I was pleased to find we had a picked a performance followed by a Q&A with some of the cast, which we hung around for. It was very interesting to hear their views on this “problem comedy”, with a particularly problematic ending, and a relief to find that they have all the same questions as actors as we do as viewers. In some cases they’ve had to try to answer those questions for their performance but they stressed that it’s only an interpretation and they gave examples of previous shows that had clearly followed different interpretations.

The Orphan of Zhao

Our second RSC play was The Orphan of Zhao. From a 3000-year-old Chinese story, James Fenton has written this new adaptation of the play from several old versions, one of which was popular in England in Shakespeare’s time (that being the key link). It works well as a companion piece to The Winter’s Tale, having a similar plot but very different style.

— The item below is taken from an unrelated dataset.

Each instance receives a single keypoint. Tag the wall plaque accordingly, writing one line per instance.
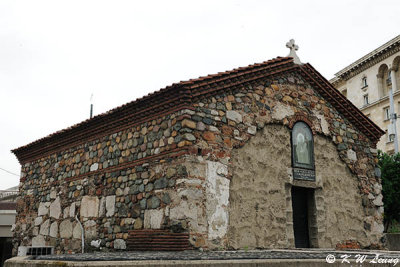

The emperor and his favourite minister Tu’an Gu are pleasure-seekers. Three good counsellors remonstrate with the emperor about his excesses. One is banished, a second exiles himself, but the third, Zhao Dun, who is married to the emperor’s daughter, wants to stay. Tu’an Gu plots against Zhao Dun, massacres his clan and forces him to kill himself, leaving behind his pregnant wife, who is put under guard. If she has a son, he must be killed. When Dr Cheng Ying comes to deliver the baby, he agrees to smuggle the baby away. When Tu’an Gu realises the baby has escaped he decrees that every male child born that month will be killed if the orphan is not returned. Cheng Ying feels that the orphan of Zhao has an honourable duty to grow up to avenge his father’s death, so he arranges for his own newborn son to be mistaken for the orphan. Tu’an Gu then adopts the child he believes to be the doctor’s son, proposing that the two men raise him together, teaching him the arts of medicine and warfare. Skip 18 years and it is time for the orphan to learn his identity and his duty, but which parent will he be loyal to?

This was a powerful play. It didn’t have the poetry or rhythm of Shakespeare’s writing, and was heavily stylised, but I found it immediately accessible. It was about honour and duty, not emotion and yet it moved me greatly. There were again some strong female performances that greatly impressed me (especially Lucy Briggs-Owen as the princess) but it was the final scene with two men that had tears flowing down my cheeks.

The staging was brilliant – it could have been the same 500 years ago, or very close to (exchange electric lights for candles, smoke machine for actual smoke, etc) – they used puppetry, petals falling from the gantry, simple props and symbolic colours in costumes. It was all pretty classical. The humour was more my taste than the bawdiness of the “commoners” in The Winter’s Tale. And it was blended well with the rest of the play, whereas in The Winter’s Tale the comedy and tragedy sat awkwardly together. If I sat down to read The Orphan of Zhao I don’t think I’d be impressed but the performance as a whole was terrific.